Fostering the Study of Scratch in Schools of Education through Seminars and Webinars

Using the Scratch programming environment with future elementary teachers.
Xabier Basogain Olabe
Juan Carlos Olabe

This article describes a set of experiences that took place over the 2012-13 academic calendar in three Spanish Schools of Education on the topic of the use of Scratch.
The goal of these experiences was to present the Scratch programming environment to future teachers of elementary school. These teachers will soon experience curricular changes in their future profession. These changes include the integration of the computer as part of the curriculum.
During these meetings we explored the current content of mathematics in the curriculum. This exploration revealed that the majority of problems studied in mathematics respond to a common structure. We called these problems type-A problems.
The Program for International Student Assessment (PISA) in its report of achievement levels in mathematics indicates a general low performance. In addition, type-A problems are found to be of little value in normal life.

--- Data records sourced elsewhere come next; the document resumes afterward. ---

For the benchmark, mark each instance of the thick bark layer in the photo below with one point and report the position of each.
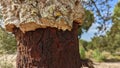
(48, 48)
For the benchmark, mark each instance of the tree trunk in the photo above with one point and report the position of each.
(48, 48)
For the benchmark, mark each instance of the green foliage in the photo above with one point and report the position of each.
(7, 42)
(6, 64)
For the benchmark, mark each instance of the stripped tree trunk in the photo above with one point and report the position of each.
(48, 48)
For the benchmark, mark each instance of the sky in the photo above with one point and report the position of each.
(90, 34)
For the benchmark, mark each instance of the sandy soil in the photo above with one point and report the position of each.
(12, 59)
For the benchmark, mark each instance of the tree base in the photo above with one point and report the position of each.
(48, 48)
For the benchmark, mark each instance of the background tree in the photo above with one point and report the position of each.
(46, 32)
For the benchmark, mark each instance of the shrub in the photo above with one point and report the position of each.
(97, 55)
(82, 52)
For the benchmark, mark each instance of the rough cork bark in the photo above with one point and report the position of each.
(48, 48)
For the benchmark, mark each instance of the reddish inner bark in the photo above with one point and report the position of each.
(48, 48)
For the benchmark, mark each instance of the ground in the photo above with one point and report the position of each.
(10, 59)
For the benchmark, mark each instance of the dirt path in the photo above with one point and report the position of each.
(11, 59)
(107, 65)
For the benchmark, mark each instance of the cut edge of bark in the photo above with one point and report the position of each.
(32, 26)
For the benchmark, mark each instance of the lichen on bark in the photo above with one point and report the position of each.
(32, 14)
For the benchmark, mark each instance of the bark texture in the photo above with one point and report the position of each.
(48, 48)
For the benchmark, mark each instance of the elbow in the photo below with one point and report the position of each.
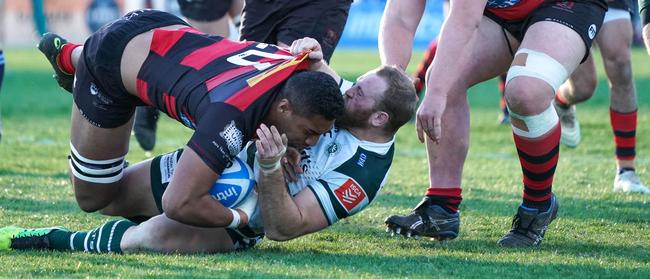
(278, 236)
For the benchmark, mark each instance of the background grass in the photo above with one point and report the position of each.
(598, 233)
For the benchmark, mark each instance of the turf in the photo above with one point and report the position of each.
(598, 233)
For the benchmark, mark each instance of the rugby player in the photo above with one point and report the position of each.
(336, 178)
(221, 89)
(614, 42)
(208, 16)
(539, 43)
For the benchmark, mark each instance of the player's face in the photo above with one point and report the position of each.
(361, 101)
(305, 131)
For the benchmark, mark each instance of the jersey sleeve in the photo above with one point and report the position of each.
(350, 187)
(219, 136)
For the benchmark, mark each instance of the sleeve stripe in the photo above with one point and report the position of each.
(329, 221)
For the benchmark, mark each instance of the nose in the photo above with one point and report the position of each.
(311, 140)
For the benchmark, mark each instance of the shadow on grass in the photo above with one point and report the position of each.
(38, 206)
(322, 263)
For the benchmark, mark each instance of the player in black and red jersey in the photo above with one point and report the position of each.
(539, 43)
(222, 89)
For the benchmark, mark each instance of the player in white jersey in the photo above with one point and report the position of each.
(338, 177)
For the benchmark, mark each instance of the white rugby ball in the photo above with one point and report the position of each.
(234, 185)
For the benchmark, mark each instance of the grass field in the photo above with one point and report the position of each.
(598, 233)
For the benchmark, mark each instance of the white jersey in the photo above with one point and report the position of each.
(344, 173)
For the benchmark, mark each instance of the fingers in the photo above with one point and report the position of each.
(419, 129)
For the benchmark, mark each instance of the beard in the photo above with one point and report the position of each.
(357, 119)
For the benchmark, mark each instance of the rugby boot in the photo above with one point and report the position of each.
(16, 238)
(51, 45)
(570, 126)
(427, 219)
(145, 126)
(529, 226)
(629, 182)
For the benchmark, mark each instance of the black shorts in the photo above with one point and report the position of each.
(204, 10)
(620, 4)
(644, 6)
(584, 17)
(99, 92)
(273, 21)
(162, 168)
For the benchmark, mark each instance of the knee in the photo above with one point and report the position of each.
(526, 95)
(619, 69)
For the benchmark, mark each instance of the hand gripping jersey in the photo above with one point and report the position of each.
(512, 10)
(344, 173)
(220, 88)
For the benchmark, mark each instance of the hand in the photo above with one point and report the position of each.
(429, 116)
(291, 164)
(307, 45)
(271, 147)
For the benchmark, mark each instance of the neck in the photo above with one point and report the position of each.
(370, 134)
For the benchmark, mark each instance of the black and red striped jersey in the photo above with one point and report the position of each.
(220, 88)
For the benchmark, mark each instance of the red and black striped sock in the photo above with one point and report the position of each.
(624, 126)
(538, 158)
(502, 88)
(447, 198)
(64, 59)
(421, 71)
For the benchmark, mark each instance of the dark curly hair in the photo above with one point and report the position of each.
(313, 93)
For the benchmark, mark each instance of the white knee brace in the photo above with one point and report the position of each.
(95, 171)
(536, 125)
(538, 65)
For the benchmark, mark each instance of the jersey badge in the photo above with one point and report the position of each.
(350, 194)
(233, 137)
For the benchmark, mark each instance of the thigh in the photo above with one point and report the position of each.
(615, 39)
(490, 55)
(161, 234)
(136, 197)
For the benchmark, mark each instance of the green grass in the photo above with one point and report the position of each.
(598, 233)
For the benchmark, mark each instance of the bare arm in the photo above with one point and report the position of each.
(397, 29)
(187, 199)
(284, 217)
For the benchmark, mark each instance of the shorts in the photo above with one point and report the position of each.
(620, 5)
(584, 17)
(274, 21)
(644, 11)
(162, 168)
(204, 10)
(98, 91)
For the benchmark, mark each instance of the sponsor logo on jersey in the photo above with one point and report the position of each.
(362, 159)
(333, 148)
(167, 166)
(93, 89)
(592, 31)
(350, 194)
(233, 137)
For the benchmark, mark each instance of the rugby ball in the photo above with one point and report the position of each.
(234, 185)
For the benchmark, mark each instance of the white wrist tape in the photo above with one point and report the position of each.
(236, 219)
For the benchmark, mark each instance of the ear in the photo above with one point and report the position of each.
(283, 107)
(379, 119)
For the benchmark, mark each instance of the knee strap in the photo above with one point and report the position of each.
(95, 171)
(528, 62)
(536, 125)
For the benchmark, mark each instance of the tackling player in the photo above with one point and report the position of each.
(614, 42)
(539, 43)
(338, 177)
(221, 89)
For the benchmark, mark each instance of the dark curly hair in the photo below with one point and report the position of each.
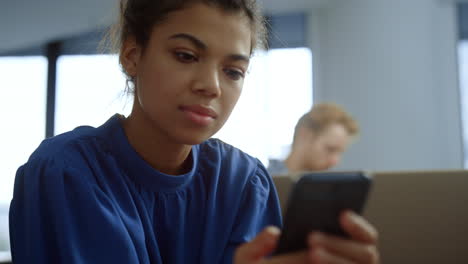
(138, 17)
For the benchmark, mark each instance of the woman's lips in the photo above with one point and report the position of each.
(200, 115)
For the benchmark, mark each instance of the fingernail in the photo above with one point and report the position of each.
(273, 230)
(315, 237)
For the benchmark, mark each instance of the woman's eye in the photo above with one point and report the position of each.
(185, 56)
(234, 74)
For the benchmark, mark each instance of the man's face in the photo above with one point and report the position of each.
(324, 150)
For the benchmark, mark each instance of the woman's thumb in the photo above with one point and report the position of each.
(261, 246)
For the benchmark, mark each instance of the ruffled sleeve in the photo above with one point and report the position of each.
(259, 208)
(58, 215)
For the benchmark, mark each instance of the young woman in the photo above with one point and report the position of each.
(152, 187)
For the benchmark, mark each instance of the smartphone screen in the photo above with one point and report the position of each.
(315, 204)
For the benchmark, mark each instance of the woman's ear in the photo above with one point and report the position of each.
(130, 56)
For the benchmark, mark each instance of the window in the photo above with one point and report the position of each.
(90, 89)
(463, 73)
(23, 108)
(276, 93)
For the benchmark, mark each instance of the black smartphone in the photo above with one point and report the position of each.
(316, 201)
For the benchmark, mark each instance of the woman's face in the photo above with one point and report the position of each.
(191, 74)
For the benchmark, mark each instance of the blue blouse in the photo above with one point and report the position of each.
(86, 196)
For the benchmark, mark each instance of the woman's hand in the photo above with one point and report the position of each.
(361, 248)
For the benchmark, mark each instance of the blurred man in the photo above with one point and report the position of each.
(320, 137)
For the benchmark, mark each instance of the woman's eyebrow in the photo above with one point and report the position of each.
(201, 45)
(195, 41)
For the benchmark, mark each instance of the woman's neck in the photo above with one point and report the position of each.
(155, 147)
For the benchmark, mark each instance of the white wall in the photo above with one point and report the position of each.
(24, 23)
(392, 64)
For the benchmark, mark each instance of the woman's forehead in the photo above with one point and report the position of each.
(210, 25)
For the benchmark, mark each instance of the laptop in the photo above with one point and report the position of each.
(421, 216)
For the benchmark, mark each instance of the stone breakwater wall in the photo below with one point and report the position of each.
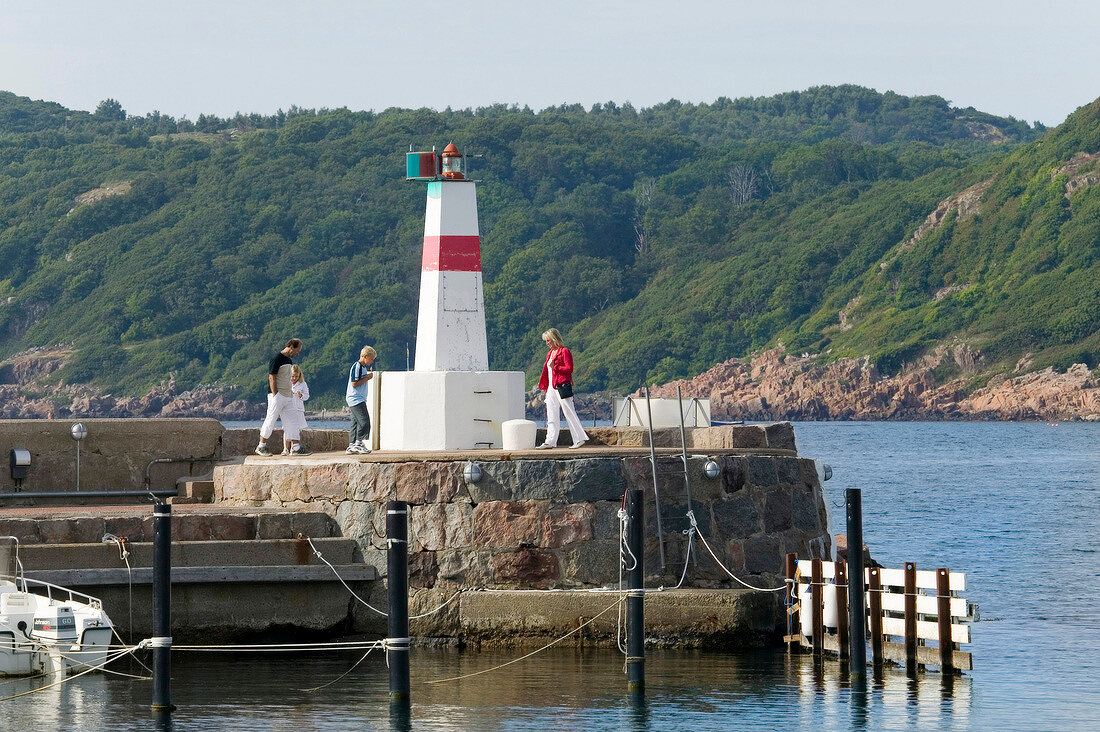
(553, 522)
(116, 452)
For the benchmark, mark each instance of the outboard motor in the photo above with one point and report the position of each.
(55, 627)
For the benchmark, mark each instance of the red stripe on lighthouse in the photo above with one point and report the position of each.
(451, 253)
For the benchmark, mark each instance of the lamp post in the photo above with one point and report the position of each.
(78, 432)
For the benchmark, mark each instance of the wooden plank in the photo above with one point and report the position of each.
(928, 656)
(925, 578)
(793, 626)
(926, 604)
(944, 621)
(875, 602)
(910, 624)
(828, 568)
(207, 575)
(924, 630)
(842, 609)
(925, 655)
(817, 609)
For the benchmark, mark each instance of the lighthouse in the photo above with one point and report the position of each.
(451, 319)
(450, 400)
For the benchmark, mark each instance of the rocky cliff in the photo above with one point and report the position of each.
(776, 385)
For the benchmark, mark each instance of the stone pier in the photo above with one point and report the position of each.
(527, 548)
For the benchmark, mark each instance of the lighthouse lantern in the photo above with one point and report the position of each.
(452, 163)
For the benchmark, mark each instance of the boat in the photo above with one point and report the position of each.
(47, 629)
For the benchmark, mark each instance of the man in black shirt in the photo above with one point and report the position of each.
(279, 394)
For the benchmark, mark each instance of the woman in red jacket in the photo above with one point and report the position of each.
(557, 380)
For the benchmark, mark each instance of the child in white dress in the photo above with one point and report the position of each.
(294, 416)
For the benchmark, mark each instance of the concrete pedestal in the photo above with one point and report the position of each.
(446, 410)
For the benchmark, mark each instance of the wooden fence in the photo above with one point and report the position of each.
(905, 609)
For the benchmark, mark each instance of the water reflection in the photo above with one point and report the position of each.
(565, 689)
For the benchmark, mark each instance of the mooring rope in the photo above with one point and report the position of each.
(694, 527)
(279, 647)
(364, 602)
(552, 643)
(66, 679)
(353, 667)
(353, 593)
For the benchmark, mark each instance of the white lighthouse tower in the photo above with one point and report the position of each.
(450, 401)
(450, 334)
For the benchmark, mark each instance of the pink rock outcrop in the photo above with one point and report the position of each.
(776, 385)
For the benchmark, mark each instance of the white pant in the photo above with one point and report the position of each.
(554, 405)
(275, 405)
(294, 419)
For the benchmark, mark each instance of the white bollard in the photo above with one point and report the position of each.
(518, 434)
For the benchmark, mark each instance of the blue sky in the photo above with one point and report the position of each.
(1034, 61)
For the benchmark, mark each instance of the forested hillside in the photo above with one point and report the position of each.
(660, 241)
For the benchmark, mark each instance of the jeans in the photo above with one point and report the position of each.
(360, 424)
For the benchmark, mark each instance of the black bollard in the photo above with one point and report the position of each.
(162, 608)
(635, 600)
(857, 614)
(397, 644)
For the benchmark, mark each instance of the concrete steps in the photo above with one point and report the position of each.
(193, 563)
(189, 523)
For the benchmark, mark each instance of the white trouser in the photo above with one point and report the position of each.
(276, 403)
(556, 404)
(294, 421)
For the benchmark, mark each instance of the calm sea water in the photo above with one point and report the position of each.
(1014, 505)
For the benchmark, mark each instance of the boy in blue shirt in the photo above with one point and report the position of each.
(361, 372)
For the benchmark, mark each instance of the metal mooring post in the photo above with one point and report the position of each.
(162, 608)
(635, 600)
(397, 644)
(857, 614)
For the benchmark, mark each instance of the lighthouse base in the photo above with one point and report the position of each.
(447, 410)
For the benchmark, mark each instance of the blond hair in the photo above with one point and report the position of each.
(554, 337)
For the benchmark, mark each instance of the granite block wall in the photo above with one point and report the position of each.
(553, 523)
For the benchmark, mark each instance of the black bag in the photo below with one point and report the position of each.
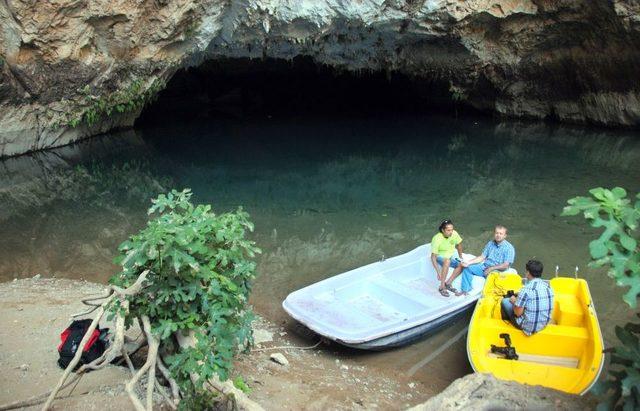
(71, 338)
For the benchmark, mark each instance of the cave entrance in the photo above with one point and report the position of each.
(289, 88)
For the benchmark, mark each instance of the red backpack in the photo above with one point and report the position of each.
(71, 338)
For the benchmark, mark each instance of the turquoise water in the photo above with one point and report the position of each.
(325, 197)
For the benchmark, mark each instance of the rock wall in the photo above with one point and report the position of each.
(74, 68)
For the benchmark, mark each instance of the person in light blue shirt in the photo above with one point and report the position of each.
(531, 310)
(498, 255)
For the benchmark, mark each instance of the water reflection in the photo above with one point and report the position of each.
(325, 197)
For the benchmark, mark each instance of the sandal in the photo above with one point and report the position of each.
(443, 292)
(452, 289)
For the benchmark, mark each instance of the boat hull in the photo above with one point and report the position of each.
(411, 335)
(381, 305)
(566, 355)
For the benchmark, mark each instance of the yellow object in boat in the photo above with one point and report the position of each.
(566, 355)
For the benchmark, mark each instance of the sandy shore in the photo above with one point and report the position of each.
(34, 311)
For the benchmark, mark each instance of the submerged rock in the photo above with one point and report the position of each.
(279, 358)
(69, 70)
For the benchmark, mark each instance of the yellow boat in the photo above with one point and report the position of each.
(566, 355)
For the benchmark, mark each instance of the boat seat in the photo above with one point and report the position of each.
(553, 331)
(568, 311)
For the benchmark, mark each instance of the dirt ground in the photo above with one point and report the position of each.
(33, 313)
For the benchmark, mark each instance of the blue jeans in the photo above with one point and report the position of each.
(453, 263)
(468, 273)
(506, 309)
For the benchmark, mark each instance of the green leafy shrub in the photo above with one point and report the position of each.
(201, 271)
(617, 249)
(617, 246)
(130, 98)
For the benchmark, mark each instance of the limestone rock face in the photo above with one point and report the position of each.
(74, 68)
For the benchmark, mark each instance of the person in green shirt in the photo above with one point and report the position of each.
(443, 247)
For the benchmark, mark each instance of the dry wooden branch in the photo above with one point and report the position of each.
(226, 388)
(175, 390)
(112, 292)
(149, 366)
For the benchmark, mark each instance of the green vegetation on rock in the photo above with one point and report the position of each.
(200, 273)
(617, 249)
(129, 99)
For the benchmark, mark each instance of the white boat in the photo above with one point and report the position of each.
(381, 305)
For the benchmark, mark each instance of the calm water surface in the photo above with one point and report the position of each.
(325, 197)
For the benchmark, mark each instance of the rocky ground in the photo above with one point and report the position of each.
(34, 311)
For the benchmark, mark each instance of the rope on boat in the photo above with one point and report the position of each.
(289, 347)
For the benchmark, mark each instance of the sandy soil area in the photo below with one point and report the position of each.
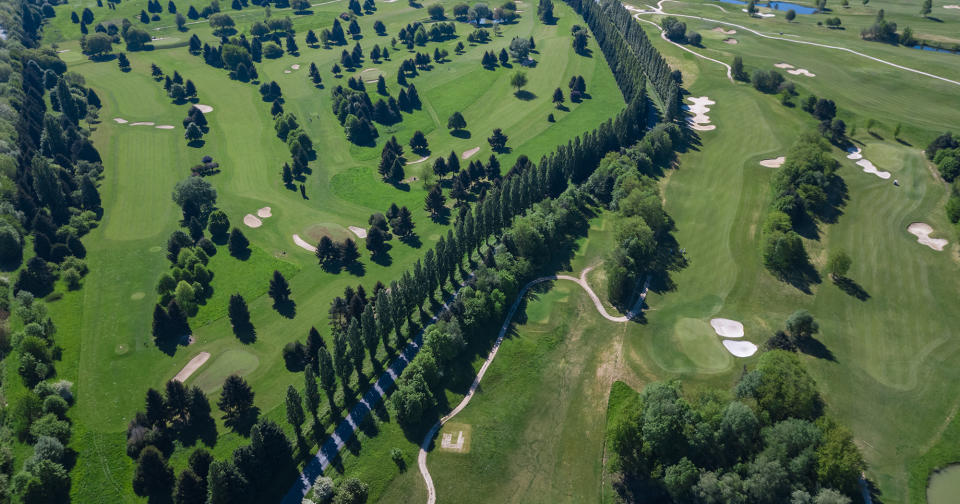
(773, 163)
(700, 120)
(727, 328)
(192, 366)
(740, 348)
(922, 231)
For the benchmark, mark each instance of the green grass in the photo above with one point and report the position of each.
(105, 327)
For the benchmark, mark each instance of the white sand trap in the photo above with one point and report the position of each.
(192, 366)
(740, 348)
(922, 231)
(303, 244)
(727, 328)
(700, 120)
(869, 168)
(801, 71)
(773, 163)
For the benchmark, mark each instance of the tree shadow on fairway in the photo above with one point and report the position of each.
(852, 288)
(287, 308)
(524, 95)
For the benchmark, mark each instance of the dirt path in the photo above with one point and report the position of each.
(582, 282)
(659, 10)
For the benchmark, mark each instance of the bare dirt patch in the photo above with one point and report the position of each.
(192, 366)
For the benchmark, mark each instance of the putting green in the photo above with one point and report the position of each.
(233, 361)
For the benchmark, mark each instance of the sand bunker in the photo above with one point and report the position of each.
(727, 328)
(868, 167)
(922, 231)
(773, 163)
(192, 366)
(801, 71)
(303, 244)
(700, 120)
(740, 348)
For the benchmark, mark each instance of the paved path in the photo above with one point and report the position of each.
(347, 427)
(659, 10)
(582, 282)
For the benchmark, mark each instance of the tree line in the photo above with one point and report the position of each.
(766, 441)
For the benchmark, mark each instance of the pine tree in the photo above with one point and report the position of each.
(295, 416)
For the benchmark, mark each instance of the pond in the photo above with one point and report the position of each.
(782, 6)
(944, 486)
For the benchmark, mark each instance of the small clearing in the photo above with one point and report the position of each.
(303, 244)
(700, 120)
(740, 348)
(923, 231)
(773, 163)
(801, 71)
(192, 366)
(727, 328)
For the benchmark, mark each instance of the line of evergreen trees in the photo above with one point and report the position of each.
(629, 52)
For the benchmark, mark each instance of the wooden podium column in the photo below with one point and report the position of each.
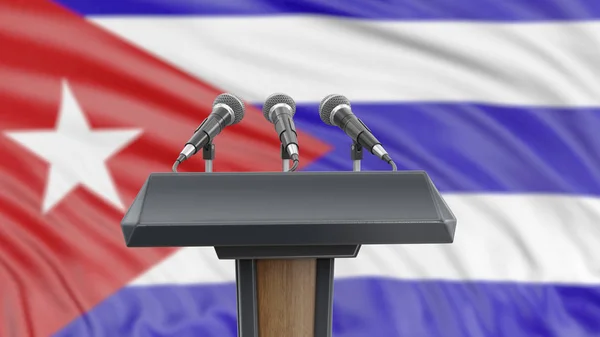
(286, 297)
(289, 297)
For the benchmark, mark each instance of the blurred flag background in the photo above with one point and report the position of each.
(497, 100)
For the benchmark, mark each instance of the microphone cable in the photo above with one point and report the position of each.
(296, 163)
(177, 162)
(389, 160)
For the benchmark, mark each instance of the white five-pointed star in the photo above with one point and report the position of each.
(76, 153)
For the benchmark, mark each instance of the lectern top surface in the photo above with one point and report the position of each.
(288, 200)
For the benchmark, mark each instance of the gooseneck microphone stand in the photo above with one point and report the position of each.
(208, 154)
(285, 159)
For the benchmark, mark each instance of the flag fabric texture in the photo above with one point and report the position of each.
(499, 101)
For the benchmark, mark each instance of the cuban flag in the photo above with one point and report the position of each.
(497, 100)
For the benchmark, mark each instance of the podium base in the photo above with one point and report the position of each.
(284, 297)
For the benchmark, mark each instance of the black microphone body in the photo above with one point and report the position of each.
(355, 128)
(219, 118)
(227, 110)
(284, 126)
(336, 110)
(279, 109)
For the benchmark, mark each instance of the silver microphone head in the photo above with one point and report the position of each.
(328, 104)
(276, 99)
(236, 105)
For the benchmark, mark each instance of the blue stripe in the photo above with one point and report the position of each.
(475, 148)
(362, 307)
(488, 10)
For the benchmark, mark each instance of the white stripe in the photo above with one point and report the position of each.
(310, 57)
(498, 238)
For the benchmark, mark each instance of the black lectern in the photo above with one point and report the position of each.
(284, 231)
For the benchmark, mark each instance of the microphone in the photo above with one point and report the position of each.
(227, 110)
(335, 110)
(279, 109)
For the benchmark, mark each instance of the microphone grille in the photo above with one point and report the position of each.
(328, 104)
(275, 99)
(234, 103)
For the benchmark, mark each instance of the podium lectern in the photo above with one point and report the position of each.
(284, 231)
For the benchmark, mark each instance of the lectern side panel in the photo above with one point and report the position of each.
(283, 198)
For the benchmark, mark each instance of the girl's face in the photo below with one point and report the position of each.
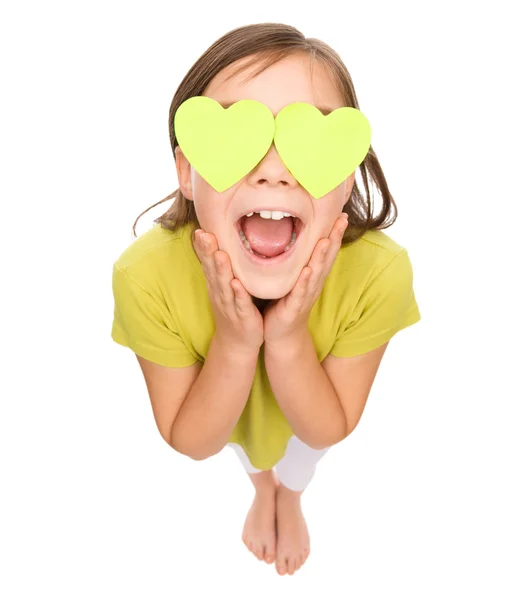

Type-B problems are essentially different from type-A problems. They are part of our everyday life. These problems present a structure and type of solutions different from type-A problems. Type-B problems require and environment where we can experiment with designs and implement solutions.
We can explore type-B problems using Scratch. It provides us with an interactive environment where we can experiment with designs and implement solutions.
We collected feedback from the participating students. This feedback was collected through quizzes and questionnaires, and will be presented during the conference.
The students of the University of Alicante and the University of the Basque Country participated in face to face seminars, while the students of the University of Extremadura participated via webinars.
This experience has allowed us to discover the relative little value attached to type-A problems. Type-B problems on the other hand have been found to be of great value and interest. Scratch was the environment that allowed us to explore type-B problems.